Now, would any Trust now employ a person with that declaration? The repercussions of course would be that the Trust contacts the locum agencies, my previous employers and the GMC to obtain the entire file of allegations and court challenges. Would any HR manager consider this scenario created solely by the GMC to be a Trust liability or not?
Does this scenario engage a state of unemployability or not?
Remedy UK and I have had to swallow the bitter pill. Technically, their case should have followed the case law created in my case. The Courts though cleverly brought in a Lord Justice to create the test for misconduct for Liam Donaldson. The Lord Chief Justice's letter discovered by the Independent stated as follows
"All judges must, of course, be very mindful of how they express themselves when dealing with sensitive issues of equality and diversity so as not to create the impression that some individuals can expect more leniency than others".
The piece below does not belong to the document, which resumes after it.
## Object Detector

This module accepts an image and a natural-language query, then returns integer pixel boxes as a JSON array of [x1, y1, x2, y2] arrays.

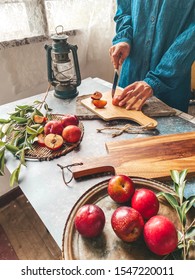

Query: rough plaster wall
[[0, 33, 113, 105]]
Really? This is really not the scenario we see between myself, Aubrew Blumsohn and Remedy UK. I asked the GMC recently to just admit that they invented the Rita Pal special test just for me and every other person they dislike. They remain tight lipped. Amazing how quiet they can be when they have dug themselves into their own pit.
Out of all this, I believe the best things to come out are as follows. R v GMC Ex Parte Remedy UK is the case law that can be used by any doctor to protect themselves from the wrath of the GMC. This is something that does not come across in the BMJ piece. I hope to obtain further protection through various approaches I have made in my continuing journey to achieve some modium of justice.
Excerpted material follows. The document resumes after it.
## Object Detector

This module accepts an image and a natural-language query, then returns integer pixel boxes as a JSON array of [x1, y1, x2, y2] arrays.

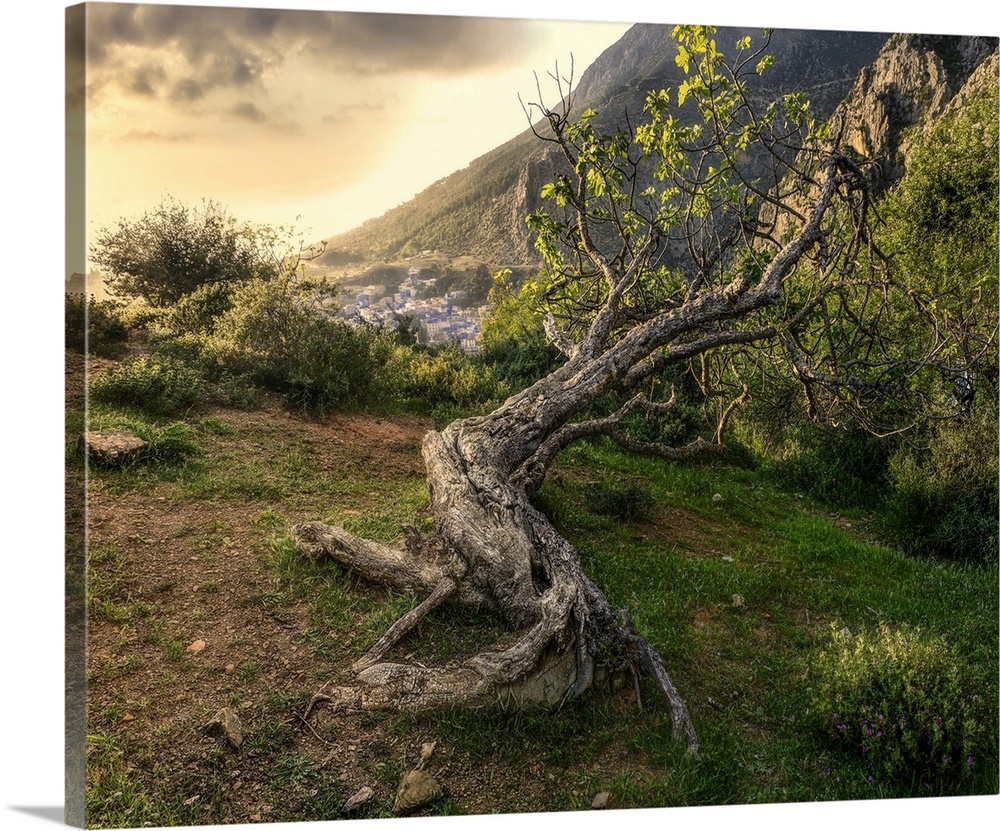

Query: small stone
[[392, 770, 444, 817], [205, 707, 243, 747], [78, 431, 149, 465], [340, 785, 375, 816]]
With respect to Richard Marks. Apart from his good looks and charming self, I have always appreciated the fact that he gave me one more chance to be his friend. There are perks to being Richard's friend. I get to platonically lush over his brain power and his sense of humour :). What a way to live eh! Of course, of late I have been a bit put out by the fact he has resorted to the arms of numerous Greek Goddesses and their ample busts :). The worst thing about associating with a married man and admiring him from afar is the fact that I shall never ever get the opportunity to tie him up with my wonderbra. That suggestion may well get me whipped by his wife's Gucci handbag :). Fantasy is a fabulous thing in the kind of prison the GMC has thrown me in. Richard appreciates that women like me cannot just live on bread and water alone :).Perhaps Dr Marks would like to come up and see my collection of GMC case law sometime :).